Hi there, I am currently upgrading my workstation to make it fit to work with AI. Loading large LLM models took a while because my current SSDs can only read about 2GB/s. I was looking to improve this speed drastically and got four 1TB WD SN850X with PCIe4.0.
My setup:
Processor: AMD Threadripper Pro 3995WX
SSDs: four 1TB Western Digital SN850X with PCIe4.0x4 each.
Kernel: 6.12
I put the four cards on a bifurcation adapter all in one slot. Each disk is recognized by the host and each disk is able to read between 6GB/s and 6.5GB/s individually. I have tested this with the gnome-disk-utility as well as with kdiskmark.
I have created a Raid-0 setup over all for devices with mdadm (without any performance adjustments that might offer) and tested the read speed of the array. Testing the read performance of the array I get about 12.0GB/s sequentially.
The problem is this is about half the speed I was expecting out of this and I am wondering if I am running into any kinds of bottlenecks here and if those can be mitigated to come closer to the speed of about 20GB/s that I was hoping to archive.
There is currently no important data on the array so it can be destroyed and recreated at will. Any thoughts and ideas are very appreciated.
PCIe4 is 2GB/s per lane, so if your bifurfaction adapter is also only 8x then you can hit max 16GB/s.
If you are testing each disk individually, after each other, then it won’t saturate it. You could benchmark all of them at the same time and see if that is the same as the RAID benchmark.

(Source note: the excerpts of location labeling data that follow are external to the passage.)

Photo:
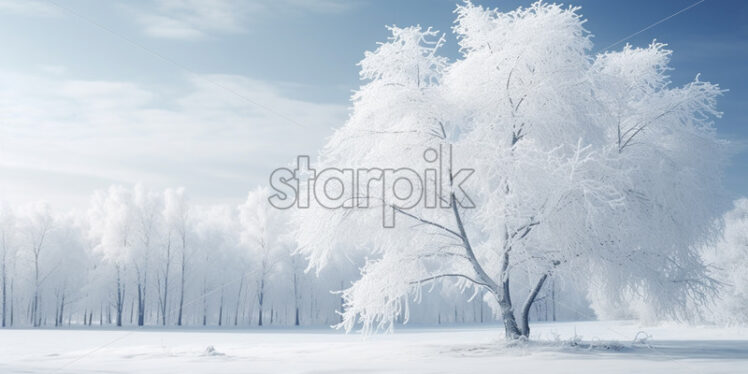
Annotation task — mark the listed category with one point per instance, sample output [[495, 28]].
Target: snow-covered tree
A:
[[265, 233], [580, 166], [8, 248], [728, 258]]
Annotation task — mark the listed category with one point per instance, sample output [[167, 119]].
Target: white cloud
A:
[[194, 19], [28, 8], [61, 132]]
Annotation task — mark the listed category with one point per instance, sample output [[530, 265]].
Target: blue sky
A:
[[164, 92]]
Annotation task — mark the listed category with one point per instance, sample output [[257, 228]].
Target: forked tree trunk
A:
[[524, 321]]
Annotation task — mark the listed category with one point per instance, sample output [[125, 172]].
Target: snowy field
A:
[[609, 347]]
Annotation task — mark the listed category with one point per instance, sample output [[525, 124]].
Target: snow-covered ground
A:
[[609, 347]]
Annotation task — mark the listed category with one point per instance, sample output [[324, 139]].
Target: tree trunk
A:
[[5, 278], [524, 322], [181, 291], [261, 296]]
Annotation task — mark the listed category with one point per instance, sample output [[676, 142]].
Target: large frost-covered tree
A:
[[590, 166], [728, 257]]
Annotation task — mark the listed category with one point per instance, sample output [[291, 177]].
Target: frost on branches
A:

It is a x16 bifurcation adapter, each SSD is connected by PCIe4.0x4. I confirmed using fio that all of the disks can do 7GB/s sequential reads in parallel.

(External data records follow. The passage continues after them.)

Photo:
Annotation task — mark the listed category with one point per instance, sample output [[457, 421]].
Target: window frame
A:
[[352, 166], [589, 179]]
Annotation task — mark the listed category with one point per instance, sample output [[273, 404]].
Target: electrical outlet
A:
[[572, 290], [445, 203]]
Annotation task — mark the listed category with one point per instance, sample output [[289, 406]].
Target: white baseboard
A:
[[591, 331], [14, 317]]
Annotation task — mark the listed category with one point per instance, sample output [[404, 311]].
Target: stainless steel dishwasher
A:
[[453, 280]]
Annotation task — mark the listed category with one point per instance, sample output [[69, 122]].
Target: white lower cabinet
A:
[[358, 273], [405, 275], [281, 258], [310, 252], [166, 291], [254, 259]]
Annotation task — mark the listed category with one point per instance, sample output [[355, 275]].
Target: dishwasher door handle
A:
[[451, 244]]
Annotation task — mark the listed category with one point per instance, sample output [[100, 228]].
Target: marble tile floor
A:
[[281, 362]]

Oh nevermind, I think it is in fact working correctly and I am running into the single thread speeds of my processor. I started fio with the following command, that uses 4 jobs in parallel, and now I am seeing speeds of 27.4GB/s.

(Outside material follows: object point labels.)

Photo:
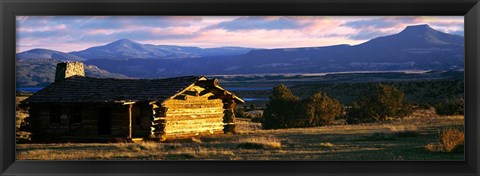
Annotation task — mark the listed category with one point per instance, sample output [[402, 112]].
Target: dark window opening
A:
[[138, 119], [104, 120], [76, 115], [55, 114]]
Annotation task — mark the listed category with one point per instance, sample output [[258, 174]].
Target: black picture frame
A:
[[10, 8]]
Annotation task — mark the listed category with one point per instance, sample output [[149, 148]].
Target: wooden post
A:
[[130, 121]]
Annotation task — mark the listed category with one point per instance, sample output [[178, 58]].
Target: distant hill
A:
[[415, 48], [127, 49], [41, 72], [47, 54]]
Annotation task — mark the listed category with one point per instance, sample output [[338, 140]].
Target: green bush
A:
[[281, 111], [382, 102], [285, 110], [321, 110], [451, 107]]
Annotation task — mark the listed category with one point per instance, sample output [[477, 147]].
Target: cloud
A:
[[258, 22], [68, 33]]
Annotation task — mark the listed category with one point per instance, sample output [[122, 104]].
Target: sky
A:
[[75, 33]]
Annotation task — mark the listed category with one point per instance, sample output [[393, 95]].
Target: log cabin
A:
[[76, 107]]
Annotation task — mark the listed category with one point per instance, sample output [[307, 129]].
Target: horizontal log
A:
[[191, 117], [197, 130], [188, 135], [194, 122]]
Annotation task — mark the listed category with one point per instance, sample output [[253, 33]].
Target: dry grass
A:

You might be getting close to RAM limits? I am unsure how to measure this, but DDR4 at its lowend is sub 20GB/s for a single channel as per this guide on ServeTheHome
You might also be running into CPU limits depending on how you’re invoking kdiskmark
Yes with a single job the maximum speed is about 14GB/s with two jobs it is 27.4GB/s, I figure mystery solved. I either need a faster processor or I need to distribute the reads to different cores.